Magari cambiamo pure i regolamenti in corsa, tanto qualcuno dei diretti interessati ha esperienza in questo senso, e inseriamone uno che preveda un gol a favore della squadra che a fine partita ha più giocatori ancora in piedi. Al novantesimo si fa la conta dei sopravvissuti e si attribuiscono i punteggi, e come in una nota trasmissione di cucina, l’esito della partita in sé può essere “confermato o ribaltato”. Così si crea pure più suspense, e magari si attira l’attenzione di parte di quel 76% degli italiani che secondo un sondaggio sarebbero contrari alla ripresa del campionato di calcio italiota, rimpolpando le scarne fila di quelli invece favorevoli perché “quando mai ci ricapita di azzeccare la partita buona e vincere un trofeo?”.

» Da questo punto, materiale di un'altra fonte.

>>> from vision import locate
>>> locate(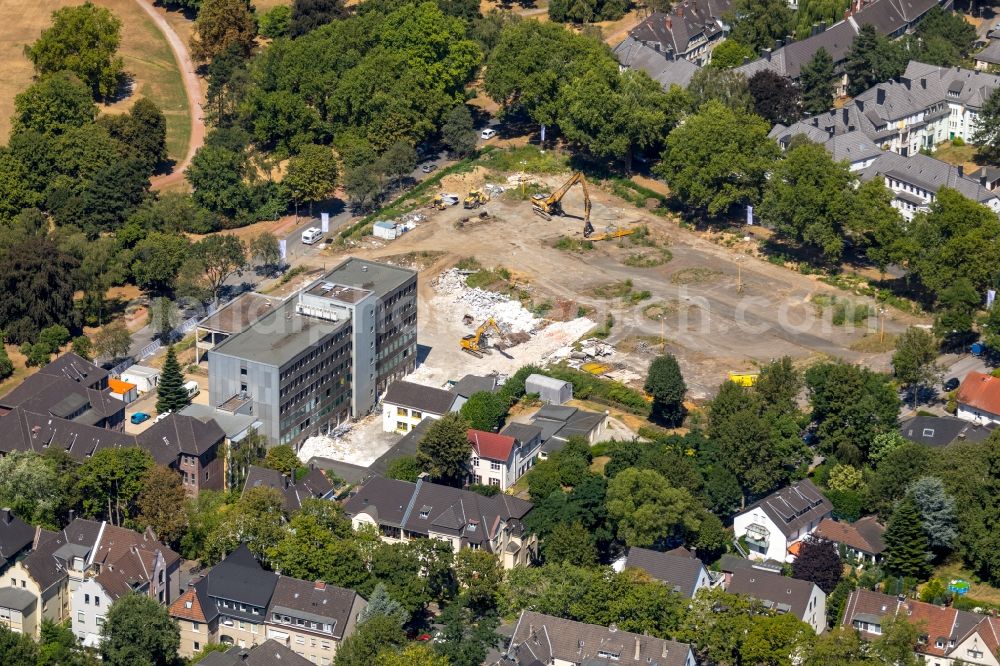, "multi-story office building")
[208,258,417,447]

Panem et circenses, “magari ci cascano” penseranno i “signori” di cui sopra, appoggiati dai soliti pennivendoli della disinformazione a comando che continuano a vomitare scemenze dalle pagine dei loro giornali o dai canali delle televisioni per le quali lavorano. Gli stessi che fino a ieri erano pronti a stracciarsi le vesti e accusare il nostro calcio di essere “asservito al dio denaro” – di solito a fronte di qualche argomento che riguardava un’iniziativa della Juventus – oggi lo fanno per portare avanti un’assurda crociata per far ripartire quel circo milionario, perché tale ormai è diventata la Serie A, che in questo momento è l’ultimo dei pensieri degli italiani.

Vero è che saltimbanchi, pagliacci e illusionisti non mancano di certo nel baraccone del calcio italiota, e in questo periodo ne stiamo avendo un’ulteriore conferma, ma sarebbe anche ora che questi “signori” ci risparmiassero certi “teatrini” e magari andassero a fare “spettacolo” altrove, ma non sui corpi ancora caldi di migliaia di cittadini italiani. Gli stessi su cui vorrebbero piantare la loro sporca bandiera col gagliardetto tricolore.